Virgin.net
- Company type: Subsidiary
- Industry: Telecommunications
- Founded: 1996
- Defunct: 2015
- Fate: merged into parent
- Area served: United Kingdom
- Products: Broadband internet
- Parent: Virgin Media
- Website: virginmedia.com

= Virgin.net =

Former Internet service provider in the UK

Virgin.net was an Internet service provider (ISP) operating in the United Kingdom. It launched in November 1996. Once a joint venture between NTL and the Virgin Group, the ISP became wholly owned by NTL in September 2004.

The company sold a range of ADSL broadband packages through BT landlines to those living outside areas served by NTL's cable television network. Virgin.net broadband customers could receive up to 8 Mbit/s downstream and 400 kbit/s upstream, with usage allowances depending on which package the user takes.

Virgin.net also offered bundled phone services via Carrier Preselect (CPS) to broadband subscribers.

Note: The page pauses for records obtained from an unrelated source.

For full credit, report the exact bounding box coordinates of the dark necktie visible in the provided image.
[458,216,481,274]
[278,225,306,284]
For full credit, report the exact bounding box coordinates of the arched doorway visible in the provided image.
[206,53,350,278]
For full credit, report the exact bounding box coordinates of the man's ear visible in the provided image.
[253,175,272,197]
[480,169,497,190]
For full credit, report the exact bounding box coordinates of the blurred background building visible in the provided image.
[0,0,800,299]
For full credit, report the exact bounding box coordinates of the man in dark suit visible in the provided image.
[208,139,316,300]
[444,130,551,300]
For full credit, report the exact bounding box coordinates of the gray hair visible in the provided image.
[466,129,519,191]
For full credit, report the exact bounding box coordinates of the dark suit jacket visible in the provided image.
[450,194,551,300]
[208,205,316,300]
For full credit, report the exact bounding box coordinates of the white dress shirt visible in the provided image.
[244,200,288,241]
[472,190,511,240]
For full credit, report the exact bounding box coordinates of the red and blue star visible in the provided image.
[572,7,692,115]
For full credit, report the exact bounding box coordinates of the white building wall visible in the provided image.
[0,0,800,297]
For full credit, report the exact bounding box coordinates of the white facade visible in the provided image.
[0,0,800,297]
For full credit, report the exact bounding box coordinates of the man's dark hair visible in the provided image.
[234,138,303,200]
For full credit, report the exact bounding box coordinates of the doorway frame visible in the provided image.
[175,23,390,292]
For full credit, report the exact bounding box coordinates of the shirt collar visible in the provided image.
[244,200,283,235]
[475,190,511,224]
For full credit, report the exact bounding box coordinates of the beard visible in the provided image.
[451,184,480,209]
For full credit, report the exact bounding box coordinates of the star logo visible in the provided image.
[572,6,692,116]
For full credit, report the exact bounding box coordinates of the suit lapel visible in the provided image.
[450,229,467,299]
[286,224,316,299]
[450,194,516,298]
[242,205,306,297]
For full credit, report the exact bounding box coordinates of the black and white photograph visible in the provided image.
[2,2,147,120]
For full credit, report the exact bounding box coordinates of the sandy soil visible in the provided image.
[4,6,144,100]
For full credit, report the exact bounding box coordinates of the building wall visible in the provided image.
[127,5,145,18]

Subscription based and subscription free dial-up Internet access was also available. Like most ISPs, Virgin.net had a web portal, covering topics such as music, movies, travel, technology and motoring.

In February 2007, the company was incorporated into the newly established Virgin Media as Virgin Media Beyond Cable. In November 2014, Virgin Media reached an agreement to sell its ADSL business (the former Virgin.net service) to TalkTalk Group, allowing Virgin to focus on its cable broadband offering.

Customers began transferring to TalkTalk from February 2015.